ROE非開示決算短信の収益性指標自己資本に対する利益効率を確認する材料です。
ROIC銀行には単純適用せず資金利益・信用コスト銀行収益は規制資本とリスクアセットを含めて評価します。
PER推移市場データ未反映過去レンジとの比較は未実施株価評価では別途市場データの確認が必要です。

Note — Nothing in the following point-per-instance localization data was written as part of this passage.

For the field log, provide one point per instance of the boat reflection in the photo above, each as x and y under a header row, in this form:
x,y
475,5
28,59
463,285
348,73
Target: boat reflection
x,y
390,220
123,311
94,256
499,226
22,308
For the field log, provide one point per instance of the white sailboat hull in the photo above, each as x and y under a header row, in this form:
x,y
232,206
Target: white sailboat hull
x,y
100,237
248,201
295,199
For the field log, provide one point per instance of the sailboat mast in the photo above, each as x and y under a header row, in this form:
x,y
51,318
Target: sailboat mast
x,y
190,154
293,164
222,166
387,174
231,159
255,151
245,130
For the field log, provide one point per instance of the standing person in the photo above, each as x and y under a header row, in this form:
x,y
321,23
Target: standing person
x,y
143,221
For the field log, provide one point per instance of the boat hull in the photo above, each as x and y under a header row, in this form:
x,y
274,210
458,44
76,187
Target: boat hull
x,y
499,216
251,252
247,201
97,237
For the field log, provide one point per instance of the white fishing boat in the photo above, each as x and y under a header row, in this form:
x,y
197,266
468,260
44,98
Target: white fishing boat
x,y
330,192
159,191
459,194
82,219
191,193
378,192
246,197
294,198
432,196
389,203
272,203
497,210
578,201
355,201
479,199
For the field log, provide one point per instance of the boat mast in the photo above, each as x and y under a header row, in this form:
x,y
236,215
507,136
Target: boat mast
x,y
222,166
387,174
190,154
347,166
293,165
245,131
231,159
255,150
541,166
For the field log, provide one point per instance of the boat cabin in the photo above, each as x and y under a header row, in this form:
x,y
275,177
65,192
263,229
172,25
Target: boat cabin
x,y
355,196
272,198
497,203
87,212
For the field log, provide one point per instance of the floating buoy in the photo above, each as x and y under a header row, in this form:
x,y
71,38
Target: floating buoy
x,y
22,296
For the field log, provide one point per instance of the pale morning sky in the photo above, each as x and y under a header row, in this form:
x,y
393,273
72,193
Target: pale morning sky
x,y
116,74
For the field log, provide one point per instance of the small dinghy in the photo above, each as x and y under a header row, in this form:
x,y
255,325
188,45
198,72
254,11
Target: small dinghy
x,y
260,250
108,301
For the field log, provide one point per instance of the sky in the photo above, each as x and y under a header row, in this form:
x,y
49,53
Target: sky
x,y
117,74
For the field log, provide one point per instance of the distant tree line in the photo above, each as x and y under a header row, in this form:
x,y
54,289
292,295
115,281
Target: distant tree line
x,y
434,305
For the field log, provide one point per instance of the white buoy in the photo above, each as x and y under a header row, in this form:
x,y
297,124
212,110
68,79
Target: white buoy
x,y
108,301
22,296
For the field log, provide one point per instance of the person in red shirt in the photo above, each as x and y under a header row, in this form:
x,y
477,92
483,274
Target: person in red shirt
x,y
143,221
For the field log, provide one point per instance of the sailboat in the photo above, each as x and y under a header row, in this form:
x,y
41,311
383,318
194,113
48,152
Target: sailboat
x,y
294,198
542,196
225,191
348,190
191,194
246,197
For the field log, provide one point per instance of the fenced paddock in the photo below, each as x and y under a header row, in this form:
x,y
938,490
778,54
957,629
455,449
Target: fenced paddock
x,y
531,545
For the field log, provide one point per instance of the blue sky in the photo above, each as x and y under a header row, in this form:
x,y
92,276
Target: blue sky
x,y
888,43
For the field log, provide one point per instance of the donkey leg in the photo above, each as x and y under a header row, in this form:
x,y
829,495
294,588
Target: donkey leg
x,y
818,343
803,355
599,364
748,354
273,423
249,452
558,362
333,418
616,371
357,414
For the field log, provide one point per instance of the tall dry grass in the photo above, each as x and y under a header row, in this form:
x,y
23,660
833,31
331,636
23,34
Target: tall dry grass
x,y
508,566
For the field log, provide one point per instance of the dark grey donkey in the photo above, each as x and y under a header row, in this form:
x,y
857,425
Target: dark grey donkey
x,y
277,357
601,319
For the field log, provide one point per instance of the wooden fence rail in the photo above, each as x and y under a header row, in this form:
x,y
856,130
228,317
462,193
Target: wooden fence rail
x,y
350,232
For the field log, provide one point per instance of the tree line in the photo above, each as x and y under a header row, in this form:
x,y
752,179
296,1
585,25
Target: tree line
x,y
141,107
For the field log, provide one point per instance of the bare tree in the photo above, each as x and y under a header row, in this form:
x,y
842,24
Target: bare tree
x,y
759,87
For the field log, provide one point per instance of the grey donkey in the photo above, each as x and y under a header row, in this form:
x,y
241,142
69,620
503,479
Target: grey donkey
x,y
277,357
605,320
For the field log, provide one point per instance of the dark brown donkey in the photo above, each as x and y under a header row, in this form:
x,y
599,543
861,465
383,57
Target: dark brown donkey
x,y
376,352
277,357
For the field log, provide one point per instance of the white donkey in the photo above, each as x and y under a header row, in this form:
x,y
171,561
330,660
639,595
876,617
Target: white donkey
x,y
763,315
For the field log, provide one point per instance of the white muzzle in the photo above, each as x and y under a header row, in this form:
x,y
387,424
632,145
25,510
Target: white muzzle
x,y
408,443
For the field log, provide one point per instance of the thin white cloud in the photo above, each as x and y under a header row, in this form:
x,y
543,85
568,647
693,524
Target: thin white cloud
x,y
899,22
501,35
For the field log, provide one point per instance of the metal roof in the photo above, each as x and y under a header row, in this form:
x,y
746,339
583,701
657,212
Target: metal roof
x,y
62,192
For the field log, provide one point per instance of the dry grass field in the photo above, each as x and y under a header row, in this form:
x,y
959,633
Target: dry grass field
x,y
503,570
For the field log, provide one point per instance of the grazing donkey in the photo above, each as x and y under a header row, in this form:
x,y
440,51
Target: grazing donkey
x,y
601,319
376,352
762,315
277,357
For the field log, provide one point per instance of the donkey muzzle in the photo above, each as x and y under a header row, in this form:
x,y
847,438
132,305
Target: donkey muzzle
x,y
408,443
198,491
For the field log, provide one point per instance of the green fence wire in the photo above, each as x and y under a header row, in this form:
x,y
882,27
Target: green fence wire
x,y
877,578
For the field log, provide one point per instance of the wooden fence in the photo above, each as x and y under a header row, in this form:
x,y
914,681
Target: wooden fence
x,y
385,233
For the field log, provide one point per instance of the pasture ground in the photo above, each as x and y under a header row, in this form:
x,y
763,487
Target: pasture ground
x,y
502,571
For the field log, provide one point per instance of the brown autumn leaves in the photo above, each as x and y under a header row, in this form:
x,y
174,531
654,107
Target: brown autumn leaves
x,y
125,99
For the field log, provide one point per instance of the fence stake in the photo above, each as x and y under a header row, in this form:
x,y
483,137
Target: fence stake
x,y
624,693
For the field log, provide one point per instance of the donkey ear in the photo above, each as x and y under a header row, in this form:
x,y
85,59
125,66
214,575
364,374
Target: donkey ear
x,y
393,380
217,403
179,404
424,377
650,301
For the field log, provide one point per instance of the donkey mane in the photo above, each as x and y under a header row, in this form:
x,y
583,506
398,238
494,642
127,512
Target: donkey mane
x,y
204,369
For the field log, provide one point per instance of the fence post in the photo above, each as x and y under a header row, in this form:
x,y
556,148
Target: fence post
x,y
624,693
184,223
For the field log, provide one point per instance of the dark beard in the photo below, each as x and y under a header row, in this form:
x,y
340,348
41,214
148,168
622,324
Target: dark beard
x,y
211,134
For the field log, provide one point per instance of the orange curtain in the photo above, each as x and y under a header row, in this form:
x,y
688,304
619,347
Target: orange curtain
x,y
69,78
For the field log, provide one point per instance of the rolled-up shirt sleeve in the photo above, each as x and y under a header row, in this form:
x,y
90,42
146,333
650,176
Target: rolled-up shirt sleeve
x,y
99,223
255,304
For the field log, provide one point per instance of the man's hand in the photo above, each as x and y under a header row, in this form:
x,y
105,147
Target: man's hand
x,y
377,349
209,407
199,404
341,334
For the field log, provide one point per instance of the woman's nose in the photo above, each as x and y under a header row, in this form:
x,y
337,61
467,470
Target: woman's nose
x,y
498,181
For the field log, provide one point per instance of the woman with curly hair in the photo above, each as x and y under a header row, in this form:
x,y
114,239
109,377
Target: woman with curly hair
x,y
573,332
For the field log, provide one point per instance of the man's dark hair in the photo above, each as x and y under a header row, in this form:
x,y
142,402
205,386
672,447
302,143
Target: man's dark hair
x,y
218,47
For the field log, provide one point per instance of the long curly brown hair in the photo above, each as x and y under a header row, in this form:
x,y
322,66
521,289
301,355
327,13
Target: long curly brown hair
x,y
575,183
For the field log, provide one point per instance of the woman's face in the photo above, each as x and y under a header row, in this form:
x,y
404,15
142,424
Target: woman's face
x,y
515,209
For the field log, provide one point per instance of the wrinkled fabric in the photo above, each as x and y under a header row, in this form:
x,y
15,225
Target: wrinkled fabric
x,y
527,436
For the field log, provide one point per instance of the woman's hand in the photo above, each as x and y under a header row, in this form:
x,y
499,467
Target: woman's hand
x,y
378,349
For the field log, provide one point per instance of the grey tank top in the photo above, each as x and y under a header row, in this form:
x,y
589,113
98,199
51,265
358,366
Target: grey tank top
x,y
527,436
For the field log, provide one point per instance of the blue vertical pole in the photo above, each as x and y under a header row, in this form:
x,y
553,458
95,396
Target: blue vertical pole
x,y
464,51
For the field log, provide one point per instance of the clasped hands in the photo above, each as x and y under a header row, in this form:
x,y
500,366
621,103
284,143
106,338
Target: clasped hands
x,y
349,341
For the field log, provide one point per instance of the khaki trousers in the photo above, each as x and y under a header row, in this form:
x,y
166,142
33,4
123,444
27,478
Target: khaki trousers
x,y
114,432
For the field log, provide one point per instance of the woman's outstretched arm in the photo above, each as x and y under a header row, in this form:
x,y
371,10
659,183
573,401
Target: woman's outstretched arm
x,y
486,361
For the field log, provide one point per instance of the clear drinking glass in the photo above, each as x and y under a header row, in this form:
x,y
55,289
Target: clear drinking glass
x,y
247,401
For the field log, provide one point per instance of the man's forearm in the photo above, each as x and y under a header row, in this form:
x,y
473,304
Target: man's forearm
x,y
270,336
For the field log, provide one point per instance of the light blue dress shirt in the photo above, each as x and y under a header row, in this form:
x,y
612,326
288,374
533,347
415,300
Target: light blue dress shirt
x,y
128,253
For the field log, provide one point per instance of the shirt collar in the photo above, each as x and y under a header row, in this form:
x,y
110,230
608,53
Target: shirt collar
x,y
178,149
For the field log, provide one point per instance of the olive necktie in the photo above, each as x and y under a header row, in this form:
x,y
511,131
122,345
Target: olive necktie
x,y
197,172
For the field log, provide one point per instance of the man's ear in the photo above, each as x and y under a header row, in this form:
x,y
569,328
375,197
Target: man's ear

EPSは前年同期比22.0%増。一般企業の営業利益率やROICを機械的に当てはめず、コア業務純益32.53億円、貸倒償却引当費用7.12億円、預金利息22.70億円の変化を優先して見る。

ポジティブ要因

コア業務純益の増加

単体コア業務純益は前年同期20.66億円から32.53億円へ増加した。貸出金利息の増加が本業収益を押し上げた。

売上規模の確認

経常収益は150.75億円。資金運用収益は103.60億円、うち貸出金利息は84.51億円となった。

財務基盤

銀行は一般企業と財務構造が異なるため、自己資本比率4.8%だけで安全性を判定しない。純資産は1666.02億円である。

リスク要因

利益率とキャッシュのずれ

貸倒償却引当費用は前年同期2.10億円から7.12億円へ増加した。金利メリットが信用コスト増で相殺されないかを確認する必要がある。

販売数量・コスト前提の変動

通期予想は経常収益608億円、経常利益108億円、純利益73億円。経常利益進捗は28.1%である。

市場評価の変動可能性

預金利息は13.10億円から22.70億円へ増加した。貸出金利回り上昇が預金コスト上昇を上回る状態を維持できるかが収益性を左右する。

財務安全性

総資産は3兆4677.92億円、純資産は1666.02億円。銀行の健全性は単純な自己資本比率ではなく、規制自己資本、不良債権、信用コスト、有価証券評価損益と合わせて見る必要がある。単体の貸倒償却引当費用は7.12億円と前年同期2.10億円から増加した。

業界動向との関連

地域銀行には金利正常化が追い風となる一方、預金獲得競争による調達費用と信用コストが反対側にある。栃木銀行では貸出金利息の増加が先行したが、預金利息と貸倒費用も増えている。

株価への示唆

金利上昇を受けたコア業務純益の増加は評価材料になる。ただし銀行株の再評価には、預金コストと信用コストを差し引いた後も利益成長が残ることが必要である。市場データを用いていないため理論株価は算定しない。

今期の総括

経常収益150.75億円、経常利益30.35億円、純利益21.16億円と増収増益だった。貸出金利息の増加が収益を押し上げ、コア業務純益も増えた一方、預金利息と債券売却損、信用コストも増えている。

来期見通し

通期予想は経常収益608億円、経常利益108億円、純利益73億円、EPS70.12円で据え置いた。第1四半期の純利益進捗は29.0%。貸出金利息の増加が続くか、国債等債券損益と貸倒費用が膨らまないかが達成の条件となる。

総合判断

総合判断は中立。貸出金利息とコア業務純益の増加は前向きだが、預金コストと信用コストも上昇している。金利上昇メリットが資金利益に残るか、貸倒償却引当費用の増加が続かないかが次の確認点である。

出典

本記事は、対象企業が開示した決算短信を基に作成しています。